森林狼可以通過精密的整體防守防死太陽的整條戰術,太陽卻沒有這個防守能力。
這支球隊的防守,從里到外,全是漏洞。跟他們打戰術真是太給他們面子了。
白已冬打出手勢,讓隊友跑位。
加內特史密斯高位雙擋拆,看似是給白已冬創造機會,但細看他們的陣型,這個擋拆另有玄機。
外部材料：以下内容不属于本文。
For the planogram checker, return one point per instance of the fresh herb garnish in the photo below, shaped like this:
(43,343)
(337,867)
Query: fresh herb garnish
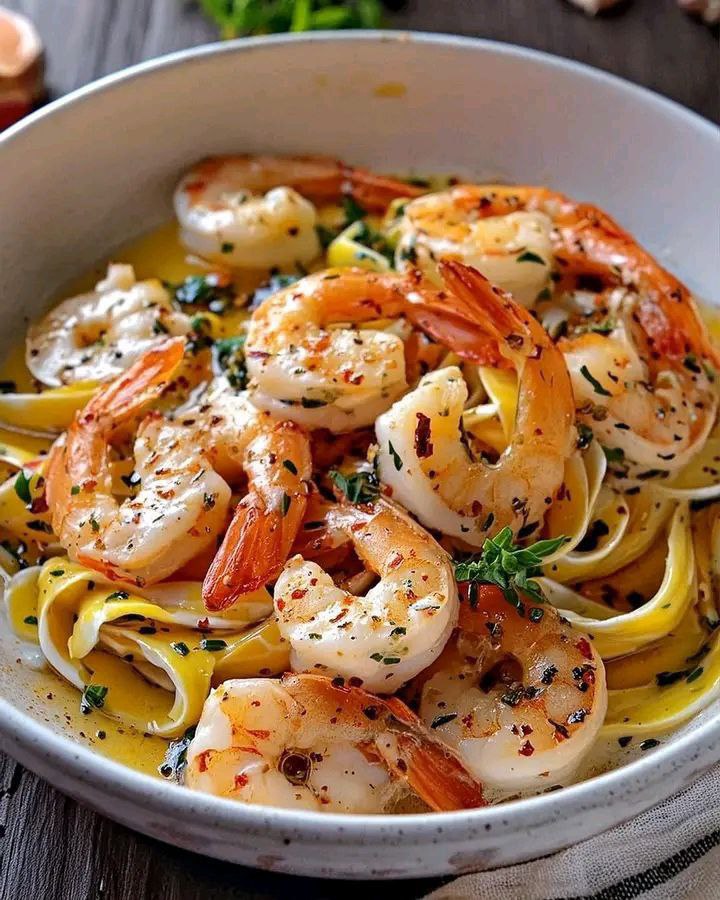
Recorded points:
(529,256)
(585,436)
(397,461)
(22,487)
(443,720)
(509,567)
(614,454)
(212,644)
(93,697)
(360,487)
(175,760)
(229,360)
(597,387)
(212,291)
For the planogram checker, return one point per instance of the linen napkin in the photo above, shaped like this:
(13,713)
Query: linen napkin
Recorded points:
(671,852)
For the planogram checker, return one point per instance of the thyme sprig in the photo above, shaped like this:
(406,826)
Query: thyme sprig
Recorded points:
(508,566)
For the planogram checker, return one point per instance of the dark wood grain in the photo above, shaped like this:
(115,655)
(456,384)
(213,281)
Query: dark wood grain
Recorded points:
(54,849)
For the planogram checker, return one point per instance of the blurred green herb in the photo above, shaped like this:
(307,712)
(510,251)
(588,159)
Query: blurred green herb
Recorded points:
(236,18)
(509,567)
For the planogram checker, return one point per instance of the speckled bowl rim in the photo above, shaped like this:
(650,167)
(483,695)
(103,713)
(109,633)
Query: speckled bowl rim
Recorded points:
(691,753)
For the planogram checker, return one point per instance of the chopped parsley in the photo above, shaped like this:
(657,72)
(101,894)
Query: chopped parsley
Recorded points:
(175,760)
(93,697)
(213,291)
(22,487)
(443,720)
(397,461)
(529,256)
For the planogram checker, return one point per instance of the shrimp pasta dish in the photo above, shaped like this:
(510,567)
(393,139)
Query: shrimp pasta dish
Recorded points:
(363,494)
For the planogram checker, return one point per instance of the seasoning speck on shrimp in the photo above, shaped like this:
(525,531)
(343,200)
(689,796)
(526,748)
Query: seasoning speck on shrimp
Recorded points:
(520,695)
(306,743)
(397,629)
(422,456)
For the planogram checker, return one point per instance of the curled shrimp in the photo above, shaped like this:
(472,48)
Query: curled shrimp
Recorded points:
(656,413)
(397,629)
(586,241)
(303,742)
(96,336)
(518,693)
(257,211)
(182,503)
(275,457)
(513,251)
(422,456)
(335,378)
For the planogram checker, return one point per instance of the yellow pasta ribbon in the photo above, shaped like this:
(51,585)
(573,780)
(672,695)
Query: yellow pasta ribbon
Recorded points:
(616,635)
(51,411)
(157,652)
幫白已冬擋完,他們沒有離開,而是站在原地,等巴蒂爾跑過來,進行第二次高位雙擋拆。
巴蒂爾手上沒球,跑得更快,巴博薩雖快,但要是連續遇到兩個掩護也吃不消。
弧頂,巴蒂爾跑出了機會。
白已冬把球往后一甩,巴蒂爾將球接住,起手三分。
絕對的機會球,如果投不進,只能說手感不好。
“duang!”
三分打鐵,白已冬沖搶籃板,把進攻籃板拍到外線。
巴蒂爾拿球,但防守已經來到身前,他匆匆將球傳到左側底角。
皮球來得突然,但瓦沙貝克已經準備好了。
他做出接球姿勢,把球拿住,看著籃筐。
納什距離他三米遠,威脅不到他出手。
瓦沙貝克深呼吸,起身出手。
“有了!”
“唰!”
這不是一記決定勝負的三分,但卻是一記讓太陽球員更加失落的三分。
他們得分越來越艱難,森林狼卻越來越輕松,連瓦沙貝克都能輕松得到投籃機會。
分差只會越來越大,勝負還有懸念嗎?
“jo,這球投的好,如果你的手感一直這么好,我就不進攻了,你用投籃就能投死阿波羅的奴仆。”白已冬玩笑道。
史密斯垮著臉,“唉,老了,投籃越來越不穩定啦。”
“沒關系,能投死阿波羅的奴仆就可以。”白已冬說。
阿波羅的奴仆是一個關于太陽隊的玩笑,源于當年巴克利某場比賽自稱是阿波羅,后來被“左手上帝”穆林絕殺。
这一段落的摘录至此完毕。